Hopeton Hay, CBBH Chair Advisory Committee, is Austin Project Manager for the Bonding and Technical Assistance Program of The University of Texas System Office of Facilities Planning and Construction (OFPC), managed by Grijalva & Allen, PC. He is responsible for managing technical assistance, training, and outreach for minority and women-owned businesses in construction who seek work on OFPC projects in Austin and Galveston. Mr. Hay has 15 years experience working with minority and women business development programs as Executive Director of the Capital City African American Chamber of Commerce, Project Director of the Dallas/Fort Worth Minority Business Development Center and as Chair of the Economic Development Committee of the Texas NAACP. Also, he hosts “Economic Perspectives,” a weekly radio talk show, KAZI 88.7 FM, which covers small business, finance, and economic development issues. His awards include Minority Small Business Advocate of the Year, Region VI, U.S. SBA and Minority Business Advocate of the Year from the Austin Minority Business Development Center. An expert on Texas minority business demographics, he recently published The Economic Condition of African Americans in the State of Texas for the Texas NAACP and has a forthcoming report, The State of Black Businesses in Texas, which will be published by the University of
Texas Austin CBBH (Center for Black Business History, Entrepreneurship and Technology).
Lilia Raquel Rosas, Conference Coordinator Assistant, is a doctoral candidate in history at The University of Texas at Austin. Her dissertation, "(De)sexing Prostitution: The Race, Politics, and Reform of Sex Work in Progressive San Antonio, 1890-1918" examines not only the participation of African American and ethnic Mexican women in sex work but also the social movements against prostitution in San Antonio in the Progressive Era. Her research interests overall include the intersections of African American, Mexican American, and gender and women's history from a cultural and social perspective. In 2003, Ms. Rosas received a nomination as an Outstanding Research Assistant by The University of Texas Graduate Student Assembly and is an associate editor to Eyes: The University of Texas Undergraduate Journal in Black History.
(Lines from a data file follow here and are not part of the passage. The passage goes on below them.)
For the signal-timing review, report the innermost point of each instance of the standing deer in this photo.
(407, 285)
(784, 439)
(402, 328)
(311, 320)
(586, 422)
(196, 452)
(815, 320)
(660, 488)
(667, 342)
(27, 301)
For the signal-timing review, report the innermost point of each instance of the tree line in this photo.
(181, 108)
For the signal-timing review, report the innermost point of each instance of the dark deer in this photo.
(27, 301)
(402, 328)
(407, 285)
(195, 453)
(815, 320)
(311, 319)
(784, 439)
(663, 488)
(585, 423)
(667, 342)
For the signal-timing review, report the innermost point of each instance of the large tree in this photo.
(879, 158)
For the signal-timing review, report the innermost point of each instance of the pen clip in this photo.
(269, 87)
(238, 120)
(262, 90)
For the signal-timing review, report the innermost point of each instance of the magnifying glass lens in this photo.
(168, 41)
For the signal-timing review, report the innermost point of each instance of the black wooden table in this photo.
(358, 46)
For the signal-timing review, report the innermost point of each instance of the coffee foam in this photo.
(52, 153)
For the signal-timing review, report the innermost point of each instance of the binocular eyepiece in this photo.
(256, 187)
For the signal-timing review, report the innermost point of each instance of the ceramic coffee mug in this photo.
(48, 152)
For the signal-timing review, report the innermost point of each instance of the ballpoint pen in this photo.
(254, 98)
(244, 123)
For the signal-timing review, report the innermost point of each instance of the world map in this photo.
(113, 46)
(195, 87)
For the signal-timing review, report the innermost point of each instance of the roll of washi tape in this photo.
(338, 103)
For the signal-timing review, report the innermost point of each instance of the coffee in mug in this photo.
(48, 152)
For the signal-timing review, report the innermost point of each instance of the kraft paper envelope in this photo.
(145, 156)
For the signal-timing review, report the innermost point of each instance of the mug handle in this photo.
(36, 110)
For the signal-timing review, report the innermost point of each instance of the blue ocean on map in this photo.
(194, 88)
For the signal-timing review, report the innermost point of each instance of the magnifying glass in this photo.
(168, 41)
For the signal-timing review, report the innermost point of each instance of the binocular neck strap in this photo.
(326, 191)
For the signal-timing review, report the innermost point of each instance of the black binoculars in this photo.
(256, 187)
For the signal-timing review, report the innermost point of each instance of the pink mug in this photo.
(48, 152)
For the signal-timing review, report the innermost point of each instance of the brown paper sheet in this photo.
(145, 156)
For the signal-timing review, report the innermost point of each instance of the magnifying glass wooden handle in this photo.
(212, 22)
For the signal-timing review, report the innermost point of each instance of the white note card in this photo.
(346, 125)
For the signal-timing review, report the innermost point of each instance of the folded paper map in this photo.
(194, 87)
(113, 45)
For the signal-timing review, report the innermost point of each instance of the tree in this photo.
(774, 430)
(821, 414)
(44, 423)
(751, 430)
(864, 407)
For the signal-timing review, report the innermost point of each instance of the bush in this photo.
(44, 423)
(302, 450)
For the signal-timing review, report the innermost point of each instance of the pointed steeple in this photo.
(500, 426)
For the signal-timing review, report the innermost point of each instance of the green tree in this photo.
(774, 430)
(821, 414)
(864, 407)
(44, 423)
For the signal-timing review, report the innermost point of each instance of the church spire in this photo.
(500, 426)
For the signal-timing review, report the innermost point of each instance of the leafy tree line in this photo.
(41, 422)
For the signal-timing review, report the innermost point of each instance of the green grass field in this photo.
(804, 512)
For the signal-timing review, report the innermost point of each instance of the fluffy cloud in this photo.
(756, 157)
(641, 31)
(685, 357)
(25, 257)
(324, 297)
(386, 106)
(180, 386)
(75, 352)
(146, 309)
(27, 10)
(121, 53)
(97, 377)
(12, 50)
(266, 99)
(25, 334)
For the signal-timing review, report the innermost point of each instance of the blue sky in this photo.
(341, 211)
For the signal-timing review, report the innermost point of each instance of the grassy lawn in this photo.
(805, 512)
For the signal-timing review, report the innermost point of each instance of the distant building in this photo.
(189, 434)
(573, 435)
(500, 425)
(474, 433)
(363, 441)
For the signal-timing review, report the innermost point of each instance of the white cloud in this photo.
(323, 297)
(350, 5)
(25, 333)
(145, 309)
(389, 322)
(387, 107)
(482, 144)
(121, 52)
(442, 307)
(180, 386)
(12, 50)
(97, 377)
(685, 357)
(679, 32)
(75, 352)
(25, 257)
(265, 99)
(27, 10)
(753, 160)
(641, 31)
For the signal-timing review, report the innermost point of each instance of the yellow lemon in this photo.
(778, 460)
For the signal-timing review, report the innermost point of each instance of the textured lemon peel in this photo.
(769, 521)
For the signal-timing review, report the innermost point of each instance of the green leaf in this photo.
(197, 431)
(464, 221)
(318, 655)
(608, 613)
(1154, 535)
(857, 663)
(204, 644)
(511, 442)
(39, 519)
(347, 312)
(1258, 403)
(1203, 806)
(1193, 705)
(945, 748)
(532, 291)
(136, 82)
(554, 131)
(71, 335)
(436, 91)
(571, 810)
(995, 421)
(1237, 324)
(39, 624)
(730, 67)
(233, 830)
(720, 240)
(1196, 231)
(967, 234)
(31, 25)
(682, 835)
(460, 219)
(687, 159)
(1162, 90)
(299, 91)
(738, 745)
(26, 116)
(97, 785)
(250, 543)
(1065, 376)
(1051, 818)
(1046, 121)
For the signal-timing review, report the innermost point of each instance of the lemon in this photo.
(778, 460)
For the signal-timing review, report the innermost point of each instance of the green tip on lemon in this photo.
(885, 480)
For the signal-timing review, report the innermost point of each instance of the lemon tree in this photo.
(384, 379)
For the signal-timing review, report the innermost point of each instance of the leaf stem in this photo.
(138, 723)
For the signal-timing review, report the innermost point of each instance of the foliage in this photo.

Juliet E. K. Walker, Professor, Department of History, is Founding Director of the Center for Black Business History, Entrepreneurship and Technology (CBBH). A University of Chicago PhD, with postdoctoral work at Harvard University, she is author of The History of Black Business in America: Capitalism, Race, Entrepreneurship, which includes a chapter, “The Federal Government and Black Business: The 1960s to the 1990s.” Her book Free Frank A Black Pioneer on the Antebellum Frontier details entrepreneurial activities of slave-born Frank (1777-1854). With profits from his enterprises, first as a slave (processing crude niter to manufacture saltpeter) and, then, a free black, he purchased 16 family members from slavery, Active in the Underground Railroad, Free Frank, the first Black town founder (New Philadelphia, Illinois, 1836), is Walker’s great great grandfather. Dr. Walker, editor of the Encyclopedia of African American Business History, is author of some eighty articles, most recently “White Corporate America: The New Arbiter of Race?” A Senior Fulbright Fellow (South Africa), Princeton University Davis International Fellow, with fellowships from the Harvard DuBois Institute, Rockefeller and NEH, she has won 13 publication awards. Her work is recognized as a foundation for Black Business history as a sub-field in African American history. She is completing a book Oprah Winfrey: An American Entrepreneur under contract with the Harvard University Business School Press.